# G4003G Proper Cross Slide Backlash



## epanzella (Sep 8, 2013)

What is the proper amount of backlash my G4003G cross slide handwheel should have and is it adjustable?


----------



## ridgeway (Sep 9, 2013)

Funny you mention this.  I just had mine appart over the weekend to clean and adjust the crossfeed nut.  I have the standard 4003, but id imagine they are similar if not the same.  There should be a capscrew on the nut to squeeze the slotted half together.  I tightened mine a tiny bit to take up some backlash and still keep it smooth.  I still have backlash, but much better.Im about .010" backlash.  While I was at it, I cleaned and scotch brighted the gibbs and adjusted everything.  Works good.


----------



## NEL957 (Sep 10, 2013)

There is nothing proper about backlash. It is just a fact of life when it comes to two moving parts. Yes, there are ways to tighten up things, but a little backlash doesn't hurt anything as long as you are aware that backlash is present. It is something that is acceptable, we live with it.
Nelson Collar


----------



## epanzella (Sep 10, 2013)

My backlash is also .015. My major complaint was that the handwheel would drop back under it's own weight when the grab handle was in the 9 oclock position. I did all the adjustment steps that can be done without disassembly (tighten lead nut lockscrew and tighten handwheel spanner) and although my backlash is still .015 the handwheel at least stays put. Thanks to all for your input.


----------



## ortho (Sep 11, 2013)

epanzella said:


> My backlash is also .015. My major complaint was that the handwheel would drop back under it's own weight when the grab handle was in the 9 oclock position. I did all the adjustment steps that can be done without disassembly (tighten lead nut lockscrew and tighten handwheel spanner) and although my backlash is still .015 the handwheel at least stays put. Thanks to all for your input.

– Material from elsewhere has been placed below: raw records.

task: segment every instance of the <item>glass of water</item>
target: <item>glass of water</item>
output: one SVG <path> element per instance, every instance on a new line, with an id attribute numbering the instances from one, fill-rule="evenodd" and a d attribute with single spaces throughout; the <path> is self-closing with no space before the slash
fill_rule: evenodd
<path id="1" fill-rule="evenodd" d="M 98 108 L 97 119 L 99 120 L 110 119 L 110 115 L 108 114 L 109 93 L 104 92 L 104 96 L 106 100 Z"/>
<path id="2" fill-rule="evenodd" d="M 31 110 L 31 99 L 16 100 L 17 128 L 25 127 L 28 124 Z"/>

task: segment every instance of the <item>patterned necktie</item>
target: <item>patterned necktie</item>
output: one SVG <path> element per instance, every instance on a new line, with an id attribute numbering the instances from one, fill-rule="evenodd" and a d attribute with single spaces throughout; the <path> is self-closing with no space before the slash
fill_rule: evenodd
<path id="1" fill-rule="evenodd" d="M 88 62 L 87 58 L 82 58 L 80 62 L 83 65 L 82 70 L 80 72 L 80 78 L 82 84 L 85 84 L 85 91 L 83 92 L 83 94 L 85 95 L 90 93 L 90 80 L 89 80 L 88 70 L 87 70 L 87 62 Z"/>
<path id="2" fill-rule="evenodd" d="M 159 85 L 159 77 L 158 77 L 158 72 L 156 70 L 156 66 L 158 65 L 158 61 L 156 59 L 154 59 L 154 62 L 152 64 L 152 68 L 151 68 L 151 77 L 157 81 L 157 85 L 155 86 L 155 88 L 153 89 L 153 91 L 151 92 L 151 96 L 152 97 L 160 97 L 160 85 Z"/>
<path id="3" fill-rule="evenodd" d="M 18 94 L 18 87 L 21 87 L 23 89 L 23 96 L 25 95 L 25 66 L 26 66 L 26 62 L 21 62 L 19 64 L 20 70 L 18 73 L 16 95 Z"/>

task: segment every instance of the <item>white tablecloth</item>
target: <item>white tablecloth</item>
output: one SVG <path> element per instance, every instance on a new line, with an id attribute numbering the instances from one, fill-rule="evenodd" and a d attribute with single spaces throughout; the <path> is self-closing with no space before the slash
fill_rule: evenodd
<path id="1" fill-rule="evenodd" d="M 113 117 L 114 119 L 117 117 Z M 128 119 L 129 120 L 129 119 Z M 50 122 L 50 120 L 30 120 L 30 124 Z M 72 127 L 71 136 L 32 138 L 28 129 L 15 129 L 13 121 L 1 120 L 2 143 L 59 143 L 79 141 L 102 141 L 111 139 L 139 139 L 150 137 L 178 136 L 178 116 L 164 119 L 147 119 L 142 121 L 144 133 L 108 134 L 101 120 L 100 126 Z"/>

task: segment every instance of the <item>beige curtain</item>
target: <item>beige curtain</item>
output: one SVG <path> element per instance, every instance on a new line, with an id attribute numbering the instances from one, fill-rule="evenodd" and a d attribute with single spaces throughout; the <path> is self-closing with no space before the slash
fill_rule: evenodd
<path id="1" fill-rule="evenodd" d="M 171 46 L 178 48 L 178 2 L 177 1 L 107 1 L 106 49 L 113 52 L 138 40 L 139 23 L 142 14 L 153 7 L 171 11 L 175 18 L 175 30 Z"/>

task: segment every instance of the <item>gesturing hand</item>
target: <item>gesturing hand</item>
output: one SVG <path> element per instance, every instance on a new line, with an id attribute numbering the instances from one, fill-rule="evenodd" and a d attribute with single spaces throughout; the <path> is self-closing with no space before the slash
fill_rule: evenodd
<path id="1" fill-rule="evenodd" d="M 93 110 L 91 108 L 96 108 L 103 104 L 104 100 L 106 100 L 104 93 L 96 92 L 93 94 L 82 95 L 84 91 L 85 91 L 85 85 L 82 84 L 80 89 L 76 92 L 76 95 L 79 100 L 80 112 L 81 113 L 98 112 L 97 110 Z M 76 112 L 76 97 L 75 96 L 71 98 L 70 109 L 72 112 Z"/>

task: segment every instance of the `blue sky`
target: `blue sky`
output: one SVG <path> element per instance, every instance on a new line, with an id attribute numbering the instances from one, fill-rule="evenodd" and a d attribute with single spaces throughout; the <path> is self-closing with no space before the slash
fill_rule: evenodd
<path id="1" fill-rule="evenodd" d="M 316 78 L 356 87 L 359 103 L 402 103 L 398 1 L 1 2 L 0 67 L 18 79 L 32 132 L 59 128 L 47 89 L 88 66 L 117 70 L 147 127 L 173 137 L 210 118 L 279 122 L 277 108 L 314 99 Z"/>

Epanzella, I have the same ol' thing.  The backlash on my G4003G cross slide is about 0.010" with that annoying hand wheel flopping down from its own grab handle weight at 9 o'clock position.  For the final cuts, one machinist told me this:  after the tool gets to the end of the cut you would want to back the 			cross slide out beyond the work one whole turn. Then you would return the cross 			slide in one whole turn, plus the original cut plus the next 			amount of cut.  In doing so, you compensate conservatively for the back lash with all its hidden accruement.  Having a dial indicator on the cross slide can be used for cross checking.
---ortho


----------